Moving forward after brief exposure makes you efficient, but it can also make you look impulsive to team members who don’t share your intuitive decision making style.
Prioritize better, be more productive & increase creativity with big picture thinking.
Direct and author your decisions at work and in life with more confidence and less doubt.
Value and use your position or authority for awesome impact, and feel comfortable doing so.
In order to make decisions intuitively, you need to sharpen your intuition. You can do that by turning up your observation skills and paying close attention to details—like nonverbal cues.
Even if you have limited exposure to something, you’ll have soaked up all of the information you could get your hands on in that moment. That will enable you to fill in the gaps on your own and reach a conclusion.
One surefire way to build up your intuitive decision making is to give yourself no other choice. If you’d normally take more time to gather information and feedback, force yourself to make a judgment call then and there.
For example, if your team has pitched a new project and needs your approval to move forward, resist the urge to ask for more details and think about it for a few more days. Set a goal to issue your approval (or not) by the end of that meeting. Doing so will force you to trust yourself and the information you have.

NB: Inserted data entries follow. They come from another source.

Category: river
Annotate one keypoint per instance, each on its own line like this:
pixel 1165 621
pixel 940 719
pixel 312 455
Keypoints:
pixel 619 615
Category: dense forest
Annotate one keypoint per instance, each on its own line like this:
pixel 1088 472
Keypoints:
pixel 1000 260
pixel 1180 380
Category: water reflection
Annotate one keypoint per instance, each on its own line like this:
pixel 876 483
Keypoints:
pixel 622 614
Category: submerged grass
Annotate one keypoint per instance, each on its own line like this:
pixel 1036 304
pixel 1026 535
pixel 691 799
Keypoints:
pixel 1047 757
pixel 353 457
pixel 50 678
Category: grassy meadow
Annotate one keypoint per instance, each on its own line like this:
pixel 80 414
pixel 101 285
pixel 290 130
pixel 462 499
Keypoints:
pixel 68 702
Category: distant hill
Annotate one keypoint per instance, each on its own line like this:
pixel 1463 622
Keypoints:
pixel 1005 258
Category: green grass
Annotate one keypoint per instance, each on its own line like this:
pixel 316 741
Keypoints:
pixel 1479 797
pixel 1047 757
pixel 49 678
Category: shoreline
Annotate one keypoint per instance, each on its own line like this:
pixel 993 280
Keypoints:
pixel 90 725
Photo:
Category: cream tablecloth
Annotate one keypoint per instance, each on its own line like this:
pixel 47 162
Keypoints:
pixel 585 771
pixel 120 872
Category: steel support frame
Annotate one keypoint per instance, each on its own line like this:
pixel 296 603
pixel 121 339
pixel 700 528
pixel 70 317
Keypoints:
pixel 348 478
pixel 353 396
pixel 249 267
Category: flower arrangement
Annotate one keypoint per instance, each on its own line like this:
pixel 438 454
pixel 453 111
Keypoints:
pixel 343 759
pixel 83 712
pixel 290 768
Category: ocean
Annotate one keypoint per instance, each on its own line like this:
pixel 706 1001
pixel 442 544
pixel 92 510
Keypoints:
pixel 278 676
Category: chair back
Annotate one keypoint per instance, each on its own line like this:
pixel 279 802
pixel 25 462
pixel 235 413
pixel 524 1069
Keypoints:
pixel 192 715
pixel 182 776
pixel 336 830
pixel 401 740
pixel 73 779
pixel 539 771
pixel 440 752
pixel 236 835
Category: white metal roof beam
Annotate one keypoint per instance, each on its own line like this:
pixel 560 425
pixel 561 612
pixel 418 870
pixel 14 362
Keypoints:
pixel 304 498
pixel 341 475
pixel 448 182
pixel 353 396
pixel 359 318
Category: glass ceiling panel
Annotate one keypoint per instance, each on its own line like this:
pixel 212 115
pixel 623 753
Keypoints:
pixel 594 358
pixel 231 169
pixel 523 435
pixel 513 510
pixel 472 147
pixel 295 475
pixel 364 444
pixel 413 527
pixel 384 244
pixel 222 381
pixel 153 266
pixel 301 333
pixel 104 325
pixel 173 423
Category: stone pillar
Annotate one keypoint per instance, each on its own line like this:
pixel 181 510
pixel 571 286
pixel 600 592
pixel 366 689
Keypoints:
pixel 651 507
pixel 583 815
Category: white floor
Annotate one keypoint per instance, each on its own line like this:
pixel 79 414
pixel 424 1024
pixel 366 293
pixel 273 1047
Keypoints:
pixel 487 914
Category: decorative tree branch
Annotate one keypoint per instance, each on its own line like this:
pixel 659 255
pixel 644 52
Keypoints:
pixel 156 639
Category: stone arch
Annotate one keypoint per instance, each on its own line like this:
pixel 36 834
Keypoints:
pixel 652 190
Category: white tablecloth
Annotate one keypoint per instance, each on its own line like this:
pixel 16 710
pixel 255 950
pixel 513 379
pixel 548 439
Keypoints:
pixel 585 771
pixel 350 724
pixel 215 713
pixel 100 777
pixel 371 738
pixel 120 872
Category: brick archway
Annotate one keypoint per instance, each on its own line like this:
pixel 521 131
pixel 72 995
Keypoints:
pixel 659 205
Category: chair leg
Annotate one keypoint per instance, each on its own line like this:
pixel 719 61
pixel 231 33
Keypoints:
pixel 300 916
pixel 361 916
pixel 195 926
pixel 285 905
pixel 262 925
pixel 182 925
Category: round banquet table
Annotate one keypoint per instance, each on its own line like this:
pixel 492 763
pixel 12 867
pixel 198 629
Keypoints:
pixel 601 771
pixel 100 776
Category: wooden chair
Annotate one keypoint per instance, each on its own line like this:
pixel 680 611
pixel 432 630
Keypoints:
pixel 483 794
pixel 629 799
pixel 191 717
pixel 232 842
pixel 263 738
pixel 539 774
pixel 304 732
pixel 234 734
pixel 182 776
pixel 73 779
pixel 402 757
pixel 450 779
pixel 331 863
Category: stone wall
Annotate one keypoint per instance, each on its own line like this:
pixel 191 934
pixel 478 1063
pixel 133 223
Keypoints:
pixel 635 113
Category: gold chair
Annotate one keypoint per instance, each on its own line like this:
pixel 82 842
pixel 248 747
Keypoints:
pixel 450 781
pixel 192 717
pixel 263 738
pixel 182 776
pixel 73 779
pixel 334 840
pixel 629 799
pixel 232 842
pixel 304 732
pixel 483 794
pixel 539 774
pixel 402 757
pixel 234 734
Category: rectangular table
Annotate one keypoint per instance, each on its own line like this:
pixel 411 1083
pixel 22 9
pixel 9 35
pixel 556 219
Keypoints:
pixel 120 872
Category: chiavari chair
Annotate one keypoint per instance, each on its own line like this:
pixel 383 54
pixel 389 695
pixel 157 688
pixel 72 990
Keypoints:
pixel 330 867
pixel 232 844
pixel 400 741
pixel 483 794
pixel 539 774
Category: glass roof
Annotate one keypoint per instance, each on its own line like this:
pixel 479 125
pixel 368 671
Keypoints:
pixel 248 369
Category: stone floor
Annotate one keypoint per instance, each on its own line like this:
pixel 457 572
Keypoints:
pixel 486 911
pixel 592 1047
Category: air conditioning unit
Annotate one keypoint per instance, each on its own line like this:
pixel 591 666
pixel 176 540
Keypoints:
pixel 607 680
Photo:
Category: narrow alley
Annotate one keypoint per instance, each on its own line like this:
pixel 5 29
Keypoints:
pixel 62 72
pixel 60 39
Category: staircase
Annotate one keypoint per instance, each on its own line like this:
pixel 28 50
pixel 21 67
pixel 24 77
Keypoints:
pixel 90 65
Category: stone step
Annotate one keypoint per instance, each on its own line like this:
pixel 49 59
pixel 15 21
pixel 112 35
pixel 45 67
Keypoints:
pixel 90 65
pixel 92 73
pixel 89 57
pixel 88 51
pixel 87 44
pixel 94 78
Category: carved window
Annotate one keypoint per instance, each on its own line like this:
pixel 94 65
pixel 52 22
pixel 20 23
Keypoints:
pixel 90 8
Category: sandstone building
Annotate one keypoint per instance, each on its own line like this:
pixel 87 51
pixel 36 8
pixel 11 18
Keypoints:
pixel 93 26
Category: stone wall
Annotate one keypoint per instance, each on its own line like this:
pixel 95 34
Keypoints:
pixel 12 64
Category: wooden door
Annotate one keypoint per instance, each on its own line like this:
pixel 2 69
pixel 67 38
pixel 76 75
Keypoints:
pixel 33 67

Often, what prevents us from making quick or intuitive decisions is the fear of failure. What if that choice isn’t right? We try to take in all accounts and information, and then we end up with analysis paralysis.
When faced with a choice and an opportunity to be intuitive, ask yourself about the worst thing that could happen if you made a decision right then and there. It’s likely not as big of a do-or-die situation as you think, and that can give you the encouragement you need to make a faster decision.
Your gut feel is strong and enlightening, but that doesn’t mean it’s always right. If you’re going to try to strengthen your intuitive decision making, you’re going to make some mistakes. Not every decision you make will be a good one.
Get comfortable with being uncomfortable, and be willing to experience some trial and error. It can be tough, but it’s also when the most valuable lessons are learned.